Warnings of Impending Disaster Went Unheeded for Years
After a nine-month investigation, Keswani published the first of a series of newspaper articles that ran from 1982 to 1984. In them, he detailed dismal safety standards at the plant, and raised the alarm about a potential disaster. They had blunt headlines, such “Save Please, Save this City“; “Bhopal Sitting on the Brink of a Volcano“; and “If You Don’t Understand, You All Shall be Wiped Out. Like a modern Cassandra, however, Keswani’s warnings were ignored. Then, on the night of December 2nd, 1984, the disaster he had spent years warning about struck. Around 11PM, December 2nd, 1984, workers at the Bhopal plant noticed that pressure inside one of the MIC tanks had increased from the normal 2 psi to 10 psi. Half an hour later, the effects of leaking gas were detected.
At 11:45, a leaking pipe was spotted. In the meantime, the pressure in the MIC steadily rose. By 12:40AM, it reached 55 psi, and began venting the toxic gas into the atmosphere. Within two hours, over 40 tons of MIC were released and blown into Bhopal. The methyl isocyanate stayed low to the ground, burned the eyes of victims, made them nauseous, and killed many.
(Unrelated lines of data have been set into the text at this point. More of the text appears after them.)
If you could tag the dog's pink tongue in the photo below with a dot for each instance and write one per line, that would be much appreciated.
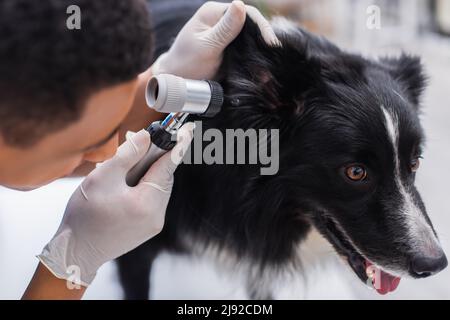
(382, 281)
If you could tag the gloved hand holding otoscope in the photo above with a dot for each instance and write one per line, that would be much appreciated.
(168, 93)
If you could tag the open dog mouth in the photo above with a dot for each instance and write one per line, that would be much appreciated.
(368, 272)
Union Carbide’s cost-cutting resulted in about 600,000 people harmed by MIC. 8000 perished within two weeks, and another 8000 died later. About 40,000 suffered serious injuries, and 4000 were permanently disabled. In 1989, Union Carbide paid the equivalent of U$900 million in 2023 dollars to settle litigation. It was about U$1500 per victim, or $15,000 for each of those seriously injured, permanently disabled, or killed.